Ankara Valiliği’nin Kasım 2017’de LGBTİ+ etkinliklerine getirdiği süresiz genel yasak, Nisan 2019’da Ankara Bölge İdare Mahkemesi tarafından kaldırıldı. Ancak bunun üzerine LGBTİ+ etkinlikleri teker teker yasaklanmaya başladı. ODTÜ Onur Yürüyüşü üniversite yönetimince yasaklandı. Polis, yürüyüşü dağıtmak için gereksiz ve aşırı güç kullandı. İzmir, Antalya ve Mersin Valilikleri de Onur Haftası etkinliklerinin gerçeklemesini engellemek için genel yasak uyguladı. 2019, İstanbul’da Onur Yürüyüşü’nün üst üste yasaklandığı beşinci yıl oldu.
İstanbul’daki 8 Mart Feminist Gece Yürüyüşü ve 25 Kasım Kadına Yönelik Şiddete Karşı Uluslararası Mücadele Günü’nde toplanan binlerce kadına biber gazı ve diğer türde aşırı güç kullandı. Ayrıca, İzmir’deki “Las Tesis” protestosuna katılan 25 kadına ceza soruşturması açıldı. Aralık ayında polis İstanbul’daki “Las Tesis” protestosunu aşırı güç kullanarak dağıttı ve protestoya katılan altı kadını gözaltına aldı; gözaltına alınanlar ertesi gün serbest bırakıldı. Antalya’da ise “Las Tesis” protestosuna katılmak üzere bir araya gelen 100 civarında kadın polis tarafından engelledi.
Kasım 2018 ile Mayıs 2019 arasında açlık grevinde olanlarla dayanışma amaçlı toplantılar ile seçilmiş belediye başkanlarının görevden alınmasına ve “Barış Pınarı Harekatı”na karşı düzenlenecek protestolara genel yasak getirildi.
Zorla kaybedilenler için 1990’ların ortalarından beri her hafta Galatasaray Meydanı’nda toplanan Cumartesi Anneleri’nin barışçıl protestoları, gereksiz ve aşırı güç kullanarak dağıtıldıkları Ağustos 2018’den beri engelleniyor. Galatasaray Meydanı’ndaki tüm protestolara uygulanan genel yasak halen yürürlükte.

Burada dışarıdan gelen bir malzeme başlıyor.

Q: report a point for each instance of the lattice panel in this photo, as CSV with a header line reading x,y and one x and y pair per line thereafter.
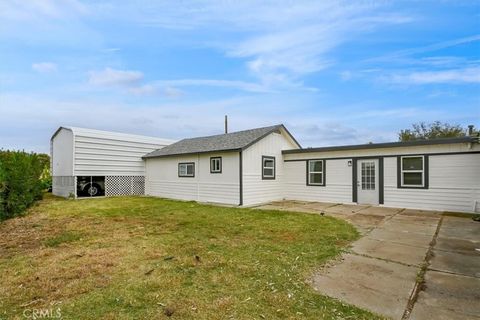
x,y
124,185
63,181
138,185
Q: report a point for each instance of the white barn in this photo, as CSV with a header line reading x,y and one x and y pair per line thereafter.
x,y
87,162
260,165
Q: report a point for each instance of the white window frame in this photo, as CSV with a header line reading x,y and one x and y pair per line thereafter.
x,y
268,176
402,171
322,183
186,175
213,168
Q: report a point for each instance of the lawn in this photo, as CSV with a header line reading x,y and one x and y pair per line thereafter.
x,y
144,258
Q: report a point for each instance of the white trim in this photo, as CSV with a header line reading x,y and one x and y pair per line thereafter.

Çalışma hakkı ve seyahat özgürlüğü ihlalleri
2016’daki darbe girişiminden sonra olağanüstü hal kanun hükmünde kararnameleriyle (KHK) keyfi olarak işinden ihraç edilen 129 bin 411 kamu sektörü çalışanından 115 bininden fazlasının kamu sektöründe çalışması hala yasak ve bu kişiler hala pasaport alamıyor. KHK’larda “terör örgütlerine üyeliği, mensubiyeti, aidiyeti, iltisakı veya bunlarla irtibatı” olduğu gerekçesiyle adları listelenen birçok çalışan ve aileleri, yoksulluk ve korkunç bir toplumsal damgalanma yaşadı.

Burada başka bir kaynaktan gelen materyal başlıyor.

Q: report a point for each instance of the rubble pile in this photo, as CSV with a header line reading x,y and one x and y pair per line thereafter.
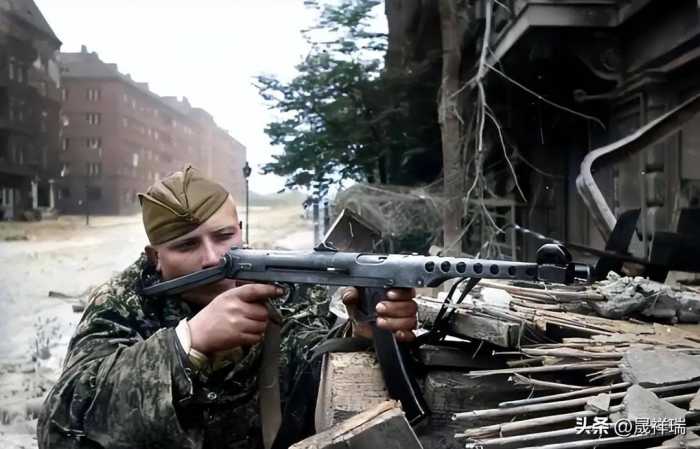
x,y
614,363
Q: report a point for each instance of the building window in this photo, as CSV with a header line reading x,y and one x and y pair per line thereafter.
x,y
63,192
94,169
93,95
93,142
94,193
93,118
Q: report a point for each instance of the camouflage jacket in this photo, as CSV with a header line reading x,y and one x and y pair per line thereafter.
x,y
126,382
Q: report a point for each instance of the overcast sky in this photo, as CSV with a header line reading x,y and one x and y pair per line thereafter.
x,y
206,50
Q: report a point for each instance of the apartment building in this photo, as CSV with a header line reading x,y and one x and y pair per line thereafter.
x,y
120,137
29,109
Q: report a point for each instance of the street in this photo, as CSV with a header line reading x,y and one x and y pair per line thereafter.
x,y
65,256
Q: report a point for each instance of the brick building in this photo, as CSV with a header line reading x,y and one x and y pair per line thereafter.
x,y
29,109
120,137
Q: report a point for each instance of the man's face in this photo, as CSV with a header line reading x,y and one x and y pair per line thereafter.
x,y
199,249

Mülteciler ve sığınmacılar
Suriye’den 3 milyon 600 binin üzerinde mülteci ile diğer ülkelerden 400 bin civarında mülteci ve sığınmacının yaşadığı Türkiye, tüm dünyada en yüksek sayıda mülteciye ev sahipliği yapan ülke olmaya devam etti. Ancak 2019 yılında, Türkiye’deki siyasi kutuplaşmanın şiddetlenmesi ve ekonomik göstergelerin kötüye gitmesi ile birlikte Suriyeli mülteciler giderek artan zorluklarla karşı karşıya kaldı ve kamuoyunda Suriyelilere yönelik eleştiriler ve hoşgörüsüzlük arttı. Temmuz ve Ekim ayları arasında en az 20 Suriyeli zorla ve hukuka aykırı bir şekilde ağır insan hakları ihlallerine uğrama riskiyle karşı karşıya kaldıkları kuzeybatı Suriye’ye geri gönderildi. Yetkililer, bu iddiaları resmi olarak reddetti ve ısrarla toplam 315 bin Suriyelinin “gönüllü şekilde” geri döndüğünü söyledi.
Ocak ayında bir kişi İstanbul Havaalanı’nda keyfi olarak gözaltına alındı ve Mısır’a zorla geri gönderildi. Mısır’da hücre hapsinde tutulan bu kişi hakkındaki ölüm cezasının infazı tehlikesi altına girdi.